Maciej Piechotka schrieb:
On Wed, 2010-05-05 at 01:09 +0200, Daniel Fischer wrote:
On Mittwoch 05 Mai 2010 00:55:38, Maciej Piechotka wrote:
I try to configure happstack with parsec 3.1. It seems to fail due to cabal:
happstack-util.cabal says parsec < 3, so --constraint="parsec > 3" and the given dependencies are incompatible, hence it can't be configured.
Probably parsec < 3 was specified because parsec-3.0 was significantly slower than parsec-2.*.
I updated local copy, as shown, but cabal wants to rebuild it anyway. My question was rather why the repo is considered at all when the package is installed.

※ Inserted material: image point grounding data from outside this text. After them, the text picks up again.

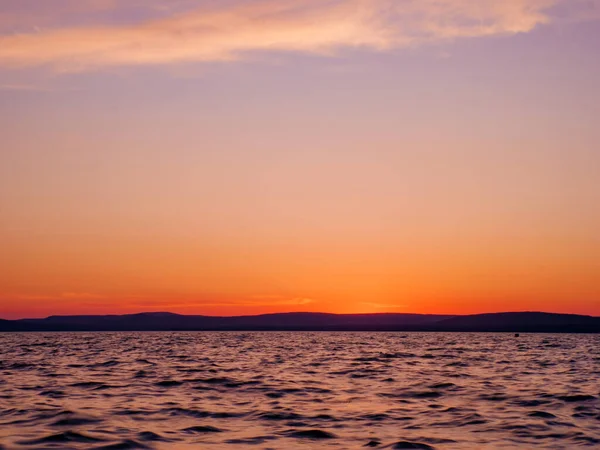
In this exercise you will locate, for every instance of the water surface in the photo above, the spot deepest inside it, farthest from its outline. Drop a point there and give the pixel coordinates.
(299, 390)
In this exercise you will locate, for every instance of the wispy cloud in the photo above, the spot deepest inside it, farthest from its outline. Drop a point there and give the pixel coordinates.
(233, 29)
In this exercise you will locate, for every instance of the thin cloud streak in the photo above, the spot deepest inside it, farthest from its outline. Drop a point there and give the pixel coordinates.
(230, 32)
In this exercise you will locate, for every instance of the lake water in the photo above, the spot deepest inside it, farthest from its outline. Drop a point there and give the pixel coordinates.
(299, 390)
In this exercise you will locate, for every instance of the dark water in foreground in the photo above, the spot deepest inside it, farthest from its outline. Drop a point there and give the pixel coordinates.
(299, 390)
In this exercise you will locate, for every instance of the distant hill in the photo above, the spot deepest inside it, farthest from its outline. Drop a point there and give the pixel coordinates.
(164, 321)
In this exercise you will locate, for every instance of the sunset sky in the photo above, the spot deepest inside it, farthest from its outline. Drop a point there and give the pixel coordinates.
(229, 157)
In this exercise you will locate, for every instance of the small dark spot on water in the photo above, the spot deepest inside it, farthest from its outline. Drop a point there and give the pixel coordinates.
(311, 434)
(541, 414)
(202, 429)
(401, 445)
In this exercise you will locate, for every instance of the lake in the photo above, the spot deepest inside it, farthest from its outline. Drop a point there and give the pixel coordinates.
(231, 390)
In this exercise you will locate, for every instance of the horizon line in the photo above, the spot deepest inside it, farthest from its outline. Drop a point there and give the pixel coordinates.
(300, 312)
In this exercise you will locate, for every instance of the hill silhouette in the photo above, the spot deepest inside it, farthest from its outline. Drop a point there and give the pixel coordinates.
(165, 321)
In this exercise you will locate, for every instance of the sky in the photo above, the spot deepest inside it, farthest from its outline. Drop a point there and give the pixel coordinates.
(249, 156)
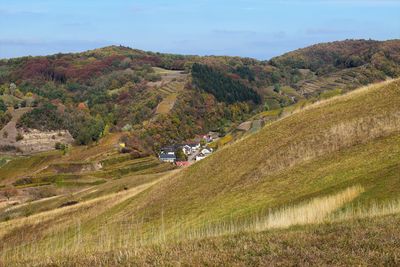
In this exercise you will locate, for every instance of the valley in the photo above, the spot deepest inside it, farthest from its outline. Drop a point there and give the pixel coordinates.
(120, 157)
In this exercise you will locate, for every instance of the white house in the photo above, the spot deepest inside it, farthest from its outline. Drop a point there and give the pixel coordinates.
(200, 157)
(187, 150)
(167, 157)
(206, 151)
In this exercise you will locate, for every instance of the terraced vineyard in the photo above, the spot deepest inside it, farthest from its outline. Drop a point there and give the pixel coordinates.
(51, 180)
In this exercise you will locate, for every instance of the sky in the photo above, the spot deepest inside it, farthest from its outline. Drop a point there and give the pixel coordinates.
(251, 28)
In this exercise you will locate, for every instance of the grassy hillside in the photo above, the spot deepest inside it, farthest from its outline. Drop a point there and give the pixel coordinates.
(334, 160)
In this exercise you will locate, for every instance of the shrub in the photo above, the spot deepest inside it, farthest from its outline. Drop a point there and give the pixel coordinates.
(19, 137)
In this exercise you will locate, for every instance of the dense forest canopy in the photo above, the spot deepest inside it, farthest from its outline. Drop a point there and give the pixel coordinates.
(118, 88)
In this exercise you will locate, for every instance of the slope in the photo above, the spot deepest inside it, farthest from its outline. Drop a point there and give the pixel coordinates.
(345, 148)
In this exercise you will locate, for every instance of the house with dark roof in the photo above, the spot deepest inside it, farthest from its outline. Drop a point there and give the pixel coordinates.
(167, 157)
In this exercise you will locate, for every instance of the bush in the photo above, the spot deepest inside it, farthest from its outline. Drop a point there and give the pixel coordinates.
(19, 137)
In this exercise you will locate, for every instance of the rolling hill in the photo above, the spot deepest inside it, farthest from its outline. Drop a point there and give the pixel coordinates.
(318, 186)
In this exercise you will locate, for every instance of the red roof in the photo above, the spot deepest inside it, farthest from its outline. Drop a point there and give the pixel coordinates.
(183, 163)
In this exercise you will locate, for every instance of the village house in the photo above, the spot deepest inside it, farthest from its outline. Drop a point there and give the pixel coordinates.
(189, 149)
(183, 163)
(200, 156)
(167, 157)
(206, 151)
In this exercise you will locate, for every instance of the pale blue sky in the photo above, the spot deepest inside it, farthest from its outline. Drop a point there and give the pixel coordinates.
(253, 28)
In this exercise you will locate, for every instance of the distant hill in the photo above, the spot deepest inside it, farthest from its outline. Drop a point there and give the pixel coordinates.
(117, 88)
(345, 64)
(328, 174)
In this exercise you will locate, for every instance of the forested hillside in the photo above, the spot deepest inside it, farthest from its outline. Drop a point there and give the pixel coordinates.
(120, 89)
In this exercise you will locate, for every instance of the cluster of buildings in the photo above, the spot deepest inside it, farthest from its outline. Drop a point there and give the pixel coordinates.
(192, 151)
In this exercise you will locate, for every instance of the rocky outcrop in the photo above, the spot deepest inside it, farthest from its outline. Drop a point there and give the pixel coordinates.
(37, 141)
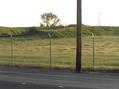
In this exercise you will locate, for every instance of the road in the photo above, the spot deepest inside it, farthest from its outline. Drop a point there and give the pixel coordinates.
(56, 79)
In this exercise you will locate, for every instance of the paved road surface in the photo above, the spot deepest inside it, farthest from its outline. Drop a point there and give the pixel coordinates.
(52, 79)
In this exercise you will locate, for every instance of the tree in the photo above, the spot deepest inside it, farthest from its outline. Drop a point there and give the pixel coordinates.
(50, 20)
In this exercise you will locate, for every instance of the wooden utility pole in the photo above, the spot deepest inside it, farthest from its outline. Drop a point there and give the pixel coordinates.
(78, 50)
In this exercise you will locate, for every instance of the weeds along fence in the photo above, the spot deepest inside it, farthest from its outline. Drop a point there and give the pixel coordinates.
(36, 51)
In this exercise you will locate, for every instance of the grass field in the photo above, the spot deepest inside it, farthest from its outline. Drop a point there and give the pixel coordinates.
(34, 51)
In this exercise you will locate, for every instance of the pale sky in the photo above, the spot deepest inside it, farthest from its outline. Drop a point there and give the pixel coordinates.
(16, 13)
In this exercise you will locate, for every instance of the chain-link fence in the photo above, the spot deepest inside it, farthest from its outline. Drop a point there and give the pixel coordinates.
(98, 53)
(36, 51)
(101, 53)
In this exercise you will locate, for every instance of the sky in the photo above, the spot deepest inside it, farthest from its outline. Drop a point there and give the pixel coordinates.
(24, 13)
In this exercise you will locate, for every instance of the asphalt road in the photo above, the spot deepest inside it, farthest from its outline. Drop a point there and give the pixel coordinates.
(53, 79)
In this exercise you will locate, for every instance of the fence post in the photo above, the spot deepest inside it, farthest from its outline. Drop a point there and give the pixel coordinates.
(93, 50)
(12, 53)
(50, 48)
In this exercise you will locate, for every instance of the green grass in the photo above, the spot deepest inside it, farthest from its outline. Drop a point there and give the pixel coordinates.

Surprisingly using plain Cabal (runhaskell Setup configure; runhaskell Setup build; runhaskell Setup install) often works in these cases. Cabal-install is somehow too clever and if it cannot resolve the dependencies it thinks this must be impossible. If it finds a package, that it could not have installed by itself, it tries to install it by itself. First I thought that this due to cabal-install trying to find appropriate flag assignments by itself. However, Duncan Coutts told me that plain Cabal tries this as well. I have no idea, what the key difference between cabal-install and plain Cabal is.